Postby fw12 » Sat Oct 21, 2006 3:24 pm

Feeling disturbed by the inhuman treatment meted out to Nigerians swooping on foreign embassies to procure visas, the senate summoned the new foreign affairs minister, Professor Joy Ogwu, early this month, to explain why the dreadful situation has continued for this long. Soon after the senate appearance, the minister called on the foreign diplomatic community in Nigeria to redress the situation at once because the Nigerian government would no longer tolerate it.

We agree. Maltreatment of Nigerians at foreign embassies has been a running sore. In the process of applying for visa, some applicants have either been physically manhandled or have had their passports confiscated by embassy officials. Nigerians have even died as a result of physical exhaustion while on queues to obtain visas.

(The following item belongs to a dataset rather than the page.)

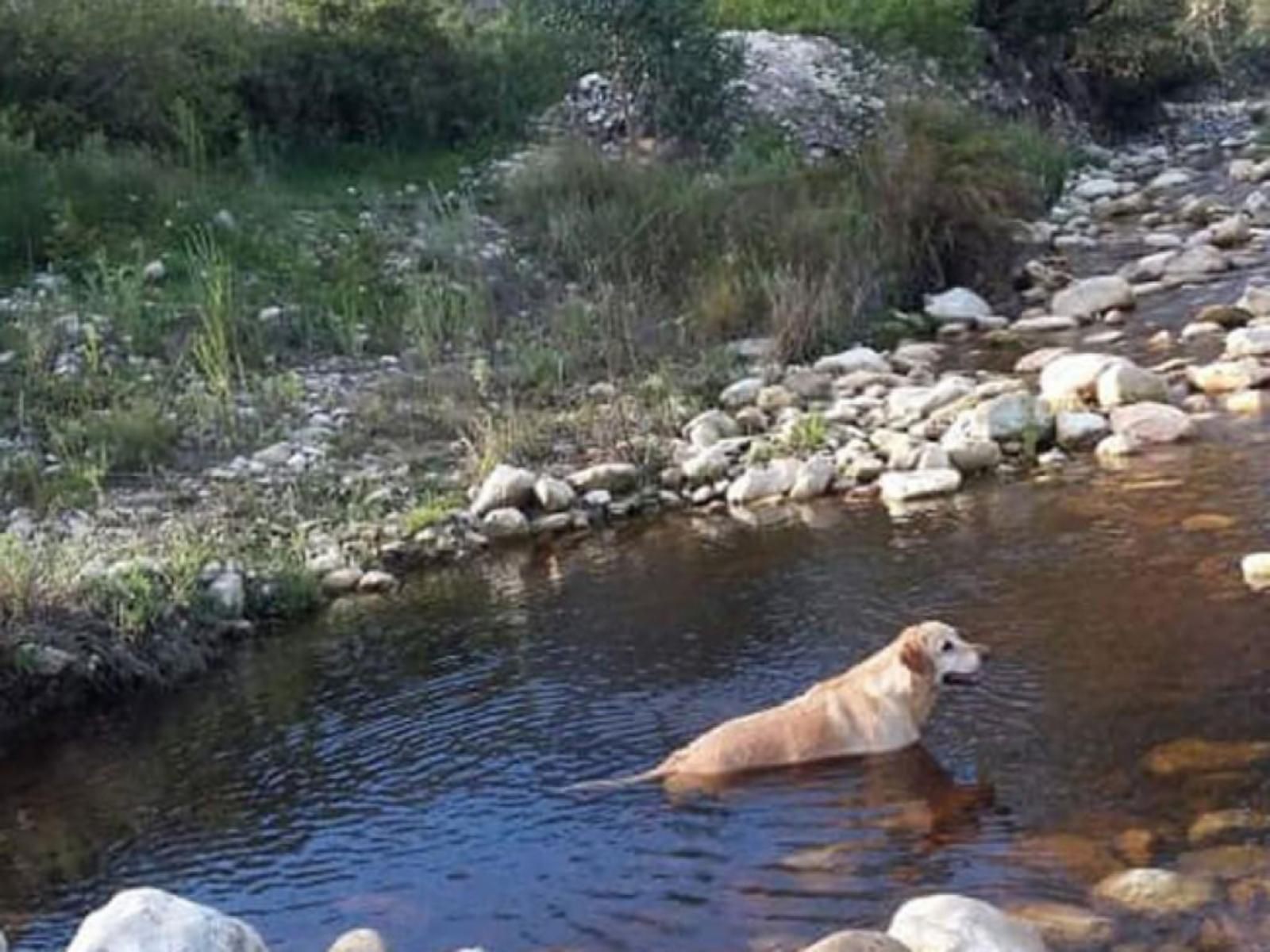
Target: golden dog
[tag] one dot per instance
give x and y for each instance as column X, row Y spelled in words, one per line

Even so, we appreciate the problems the embassies here face. Some of them are simply overwhelmed by the huge number of applicants laying siege to their offices daily in search of visas. Some even spend the night in front of the embassies. A few of them, notably the British embassy have in the recent past had to take extraordinary measures to cope. They have had to restructure their operations and upgrade the number of offices, personnel, and other infrastructural facilities, including the introduction of visa by post in order to meet the increasing demand of Nigerians wishing to travel to their countries. In some cases, visa operations were suspended to make the changes. It must be conceded that the embassies which took these pains mostly ended up delivering better and more courteous services to Nigerians in need of travel documents.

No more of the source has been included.